Está en la página 1de 1

En esta tarde, Cristo del Calvario, vine a rogarte para que apartes esta pandemia.

Pero, al mirarte, solo pude sentir vergüenza.


No merezco, Señor, tu perdón, ni tu amor, ni tu salvación.
Solo puedo pedirte:
«Ayúdame, Señor, a dirigirme a ti desde lo profundo.
Me postro ante ti con dolor, para, como aquel buen ladrón,
pedir tu perdón con todo mi ser».

Me cuesta entender que, después de lo que he hecho contigo, Tú, mi Dios y Señor,
quieras ser el Esposo del Cantar de los Cantares que, desde la cruz, me dice:
«Alma mía, ven a mí»…
y clama, desde el patíbulo, con fuerza:
«Tengo sed de ti, sed de que tú, alma mía, tengas sed de mí.
Mírame, que por ti muero, y eternamente viviré, para estar siempre contigo».

─ Pero, Señor, yo con mi lengua he difamado, he juzgado…


He dividido tu Cuerpo en pedazos con mis pecados.
Mis ojos han manchado el aposento que tú pusiste en mi cuerpo para morar en mí.
Mi alma está marchita, sucia con tanto lastre.
Y aún me extravías y confundes más cuanto más dolor siento,
pues más amor percibo al oírte decir al Padre: «Perdónalos, porque no saben lo que hacen».

«Muchos pecados os han sido perdonados porque habéis amado mucho».


Son palabras tuyas y testimonio de amor, misericordia, compasión…
Palabras que, con tu muerte en la cruz, defines en un acto:
que jamás habrá Esposo que ame a nadie como lo haces Tú.

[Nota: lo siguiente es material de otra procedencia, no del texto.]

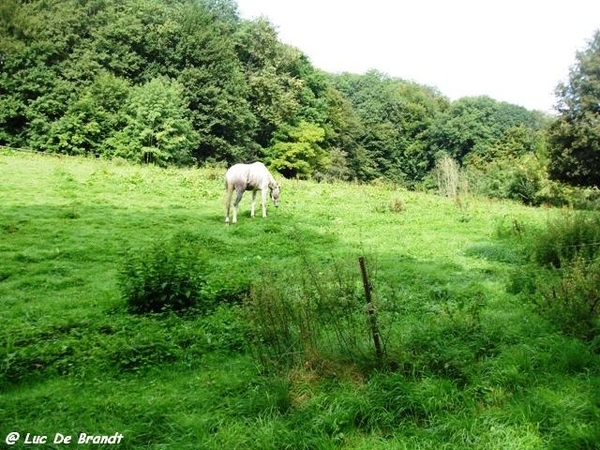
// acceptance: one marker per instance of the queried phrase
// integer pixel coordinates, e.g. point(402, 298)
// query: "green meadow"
point(277, 353)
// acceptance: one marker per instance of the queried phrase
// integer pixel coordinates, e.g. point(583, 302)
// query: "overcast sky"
point(512, 50)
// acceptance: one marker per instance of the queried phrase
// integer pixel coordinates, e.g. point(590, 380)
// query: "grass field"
point(469, 364)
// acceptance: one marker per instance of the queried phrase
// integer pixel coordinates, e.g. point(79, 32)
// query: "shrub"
point(569, 237)
point(312, 318)
point(571, 300)
point(447, 174)
point(166, 276)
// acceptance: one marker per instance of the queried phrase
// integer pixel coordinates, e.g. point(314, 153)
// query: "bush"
point(166, 276)
point(569, 237)
point(309, 318)
point(571, 300)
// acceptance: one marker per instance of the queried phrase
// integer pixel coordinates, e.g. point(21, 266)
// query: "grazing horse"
point(249, 177)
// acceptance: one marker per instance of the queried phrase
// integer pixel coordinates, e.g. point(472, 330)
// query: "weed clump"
point(570, 237)
point(167, 276)
point(567, 289)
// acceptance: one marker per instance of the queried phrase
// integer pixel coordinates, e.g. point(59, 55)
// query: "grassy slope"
point(73, 360)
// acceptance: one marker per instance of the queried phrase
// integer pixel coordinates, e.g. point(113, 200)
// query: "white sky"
point(511, 50)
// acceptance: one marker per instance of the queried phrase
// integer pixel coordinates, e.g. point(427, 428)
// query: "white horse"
point(249, 177)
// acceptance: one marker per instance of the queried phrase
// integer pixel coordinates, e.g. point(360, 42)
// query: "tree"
point(574, 138)
point(296, 151)
point(474, 126)
point(157, 127)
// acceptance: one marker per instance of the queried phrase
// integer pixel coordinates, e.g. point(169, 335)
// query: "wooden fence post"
point(371, 310)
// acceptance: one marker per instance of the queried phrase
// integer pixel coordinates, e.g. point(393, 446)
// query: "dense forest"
point(185, 82)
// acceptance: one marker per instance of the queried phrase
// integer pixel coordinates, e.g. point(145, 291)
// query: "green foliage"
point(475, 126)
point(395, 116)
point(296, 151)
point(469, 365)
point(565, 288)
point(575, 136)
point(167, 276)
point(156, 127)
point(567, 238)
point(570, 299)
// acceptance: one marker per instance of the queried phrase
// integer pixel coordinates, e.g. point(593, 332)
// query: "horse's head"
point(275, 191)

Gracias por rescatarme, entregando por mí hasta tu última gota.


Gracias por enseñarme a amar, uniéndonos a todos en Ti.
Gracias por dejarme todo tu ser en la Eucaristía.
Gracias por entregarme lo que más querías: a Tu Madre.

Y yo esta tarde Te tomo como la mayor recompensa de mi vida.